L'Ouragan après la sécheresse...

J'avais trouvé un appartement, un boulot, des "amis". J'avais même réussi à garder une relation stable avec un homme. J'avais réussi dans la normalité et je vivais ma vie loin des cris, des massacres, de la peur d'une vengeance fraternelle.

Ca a été dur. Il a fallu refouler beaucoup d'émotions, beaucoup d'automatismes. Mon instinct endormi, j'avais réussi à faire illusion et à paraître la sage brebis que l'on ne soupçonne même pas.


"J'ai enfin trouvé de quoi m'occuper l'esprit. Un job pas chiant, dans l'administratif. Il faut pas mal s'impliquer pour arriver à tout faire mais c'est tranquille dans le sens où ça m'occupe l'esprit plus de 9 heures par jour et où je peux rentrer le soir chez moi sans ramener le travail avec moi.
La société vient de devenir une Société Anonyme. On est à peine dix au bureau et la dernière fois, j'ai vu passer plus de dix mille dollars sur mon bureau. Je n'avais jamais vu de vrais billets dollers US en vrai."

"Ca commence à devenir une ambiance de potes au bureau. On s'entend tous bien. C'est très étrange d'être sociable avec de la sincérité. Ma collègue a une réputation de vrai dragon grognant à la première merde. D'après ce qui se raconte, elle est vraiment insupportable. J'espère pour moi qu'elle va rester calme et sympa. J'espère aussi pour elle.

"C'était extra ! Aujourd'hui, on a été au bowling tous ensemble. C'est l'anniversaire d'un gars du taff. Le plus sympa d'ailleurs. C'était génial.
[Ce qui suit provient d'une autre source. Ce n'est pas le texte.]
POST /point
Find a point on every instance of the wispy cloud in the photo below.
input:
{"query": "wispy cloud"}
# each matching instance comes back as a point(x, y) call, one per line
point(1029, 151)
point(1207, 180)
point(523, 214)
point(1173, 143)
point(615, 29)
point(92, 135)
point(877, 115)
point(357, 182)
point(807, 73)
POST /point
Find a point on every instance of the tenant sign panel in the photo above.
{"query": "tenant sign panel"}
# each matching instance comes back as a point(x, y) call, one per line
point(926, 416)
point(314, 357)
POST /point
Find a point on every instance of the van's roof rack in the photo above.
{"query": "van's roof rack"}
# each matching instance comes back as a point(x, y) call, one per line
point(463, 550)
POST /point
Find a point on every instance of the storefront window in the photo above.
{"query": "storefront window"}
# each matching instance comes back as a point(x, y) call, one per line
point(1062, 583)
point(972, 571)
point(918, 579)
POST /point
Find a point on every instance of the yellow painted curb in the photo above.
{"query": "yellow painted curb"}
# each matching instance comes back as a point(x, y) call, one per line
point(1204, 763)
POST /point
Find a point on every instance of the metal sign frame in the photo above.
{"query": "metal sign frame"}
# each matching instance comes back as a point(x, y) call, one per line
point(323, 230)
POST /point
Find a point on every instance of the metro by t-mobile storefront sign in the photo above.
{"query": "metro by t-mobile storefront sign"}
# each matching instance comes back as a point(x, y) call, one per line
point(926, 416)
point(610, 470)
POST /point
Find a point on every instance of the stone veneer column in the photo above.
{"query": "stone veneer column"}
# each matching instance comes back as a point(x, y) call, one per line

On s'est vraiment très bien amusé."


"Ca fait plusieurs semaines de suite que tous les matins, on descend toutes les trois pour discuter avant de se mettre à bosser. Le dragon, Kate et moi. C'est étrange cette complicité qui vient se former entre trois femmes..."

"Cela fait trois jours que le dragon s'est réveillé. Elle jure, elle hurle, elle rage comme les fous à la télévision. Elle est hystérique. J'ai déjà vu des hommes devenir à ce point fou sous le coup d'une rage qu'ils en viennent à tuer quelqu'un pour revenir à la raison. Je tente désespérément de garder mon calme. J'ai bien peur de ne pas pouvoir me contrôler très longtemps si elle continue de passer ses nerfs sur moi. Je rêve de lui faire subir des choses atroces, des nouvelles tortures auxquelles j'avais pensé avant de tout quitter la dernière fois. Juste pour lui redonner du calme..."
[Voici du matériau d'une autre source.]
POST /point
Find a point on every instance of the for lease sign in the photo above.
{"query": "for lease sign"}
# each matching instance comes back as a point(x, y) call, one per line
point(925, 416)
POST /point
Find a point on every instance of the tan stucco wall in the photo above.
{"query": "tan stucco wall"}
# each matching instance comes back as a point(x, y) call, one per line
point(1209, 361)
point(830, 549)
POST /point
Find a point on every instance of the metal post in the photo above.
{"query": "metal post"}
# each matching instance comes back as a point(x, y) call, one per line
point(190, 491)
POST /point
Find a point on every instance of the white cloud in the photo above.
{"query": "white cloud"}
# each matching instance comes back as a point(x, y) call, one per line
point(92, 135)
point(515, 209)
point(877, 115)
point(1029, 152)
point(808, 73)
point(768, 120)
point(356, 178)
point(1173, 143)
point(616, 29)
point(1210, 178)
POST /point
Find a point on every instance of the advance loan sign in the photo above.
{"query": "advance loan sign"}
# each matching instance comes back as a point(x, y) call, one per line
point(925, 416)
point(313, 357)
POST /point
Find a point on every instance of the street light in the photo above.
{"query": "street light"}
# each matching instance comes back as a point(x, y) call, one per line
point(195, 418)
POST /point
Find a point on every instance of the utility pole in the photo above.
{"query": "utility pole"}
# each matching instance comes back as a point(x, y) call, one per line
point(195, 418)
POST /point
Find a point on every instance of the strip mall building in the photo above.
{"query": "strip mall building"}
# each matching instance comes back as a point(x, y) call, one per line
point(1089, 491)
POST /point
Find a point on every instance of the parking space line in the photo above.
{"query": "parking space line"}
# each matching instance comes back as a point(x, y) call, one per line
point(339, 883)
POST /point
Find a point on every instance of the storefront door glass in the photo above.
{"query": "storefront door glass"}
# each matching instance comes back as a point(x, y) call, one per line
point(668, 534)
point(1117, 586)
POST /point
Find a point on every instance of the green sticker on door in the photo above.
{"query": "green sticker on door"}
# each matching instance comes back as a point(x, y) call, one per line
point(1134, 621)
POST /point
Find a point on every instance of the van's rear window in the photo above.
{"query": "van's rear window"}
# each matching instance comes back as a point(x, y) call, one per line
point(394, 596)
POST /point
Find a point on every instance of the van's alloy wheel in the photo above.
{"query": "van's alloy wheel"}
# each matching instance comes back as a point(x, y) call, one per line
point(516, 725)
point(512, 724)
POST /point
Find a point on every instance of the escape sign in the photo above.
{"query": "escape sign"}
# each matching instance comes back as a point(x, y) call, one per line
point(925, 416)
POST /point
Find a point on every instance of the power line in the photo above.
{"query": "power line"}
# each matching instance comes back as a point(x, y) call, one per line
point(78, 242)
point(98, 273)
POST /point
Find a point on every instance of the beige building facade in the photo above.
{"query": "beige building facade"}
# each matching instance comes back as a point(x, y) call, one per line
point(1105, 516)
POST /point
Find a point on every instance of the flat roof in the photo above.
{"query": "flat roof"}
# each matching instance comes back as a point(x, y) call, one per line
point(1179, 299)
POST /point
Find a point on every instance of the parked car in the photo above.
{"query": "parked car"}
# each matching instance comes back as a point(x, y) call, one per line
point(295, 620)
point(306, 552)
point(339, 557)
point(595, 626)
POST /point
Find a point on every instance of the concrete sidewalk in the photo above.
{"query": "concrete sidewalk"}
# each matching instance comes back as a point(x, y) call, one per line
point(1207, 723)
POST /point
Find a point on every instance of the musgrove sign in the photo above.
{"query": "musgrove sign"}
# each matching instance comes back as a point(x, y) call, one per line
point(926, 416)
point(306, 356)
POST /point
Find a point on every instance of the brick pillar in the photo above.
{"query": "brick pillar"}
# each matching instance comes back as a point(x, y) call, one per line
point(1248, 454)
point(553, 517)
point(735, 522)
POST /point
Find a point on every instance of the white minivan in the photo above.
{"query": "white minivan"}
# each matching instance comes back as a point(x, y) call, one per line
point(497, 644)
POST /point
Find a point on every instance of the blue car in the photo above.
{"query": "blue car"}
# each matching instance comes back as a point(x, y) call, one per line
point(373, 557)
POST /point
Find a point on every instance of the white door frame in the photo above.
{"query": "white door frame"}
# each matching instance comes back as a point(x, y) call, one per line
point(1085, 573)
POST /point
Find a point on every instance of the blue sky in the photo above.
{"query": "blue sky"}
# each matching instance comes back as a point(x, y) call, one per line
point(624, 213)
"Une semaine et demie. Je suis sur le point de craquer. Je rêve de la voir pendue au bout
d'une corde, la tête en bas. De lui lacérer le palais, lui arracher les dents, lui planter ses si précieux stylos à billes bleus dans le bout des doigts. De lui couper la langue et lui briser tous les doigts. Lui arracher les oreilles,... Tellement de projets me traversent l'esprit que je me réjouis presque du fait qu'elle devienne incontrôlable."
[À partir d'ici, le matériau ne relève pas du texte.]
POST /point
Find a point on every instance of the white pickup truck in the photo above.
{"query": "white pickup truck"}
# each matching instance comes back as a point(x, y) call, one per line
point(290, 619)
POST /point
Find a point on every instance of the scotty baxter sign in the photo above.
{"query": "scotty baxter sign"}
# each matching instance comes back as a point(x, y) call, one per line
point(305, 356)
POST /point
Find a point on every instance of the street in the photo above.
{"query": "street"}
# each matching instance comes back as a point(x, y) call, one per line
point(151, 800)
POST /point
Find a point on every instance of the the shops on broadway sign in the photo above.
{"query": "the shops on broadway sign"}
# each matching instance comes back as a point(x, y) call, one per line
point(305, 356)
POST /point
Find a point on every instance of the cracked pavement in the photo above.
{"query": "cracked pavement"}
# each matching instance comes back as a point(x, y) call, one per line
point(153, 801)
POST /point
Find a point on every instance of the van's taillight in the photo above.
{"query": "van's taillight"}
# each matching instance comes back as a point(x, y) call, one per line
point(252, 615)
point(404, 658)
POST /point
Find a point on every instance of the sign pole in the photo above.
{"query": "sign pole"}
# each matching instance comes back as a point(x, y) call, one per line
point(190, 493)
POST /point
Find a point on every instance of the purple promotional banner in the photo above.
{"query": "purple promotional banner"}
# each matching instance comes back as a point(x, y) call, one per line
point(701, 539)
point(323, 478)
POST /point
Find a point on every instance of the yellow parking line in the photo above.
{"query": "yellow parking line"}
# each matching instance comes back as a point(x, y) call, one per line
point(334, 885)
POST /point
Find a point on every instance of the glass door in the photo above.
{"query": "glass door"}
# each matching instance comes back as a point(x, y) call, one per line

Je n'ai pas réussi à tenir. L'envie est devenue trop forte. Une telle provocation, une telle invitation au duel et je n'aurai pas répondu ? Jamais. J'aime jouer. Et après une période de sagesse, je crois que mes désirs sont plus violents que jamais. Elle continue de souffrir encore et encore... Maintenue en vie, c'est mon nouveau jouet. Je lui ai donné une bonne raison de hurler.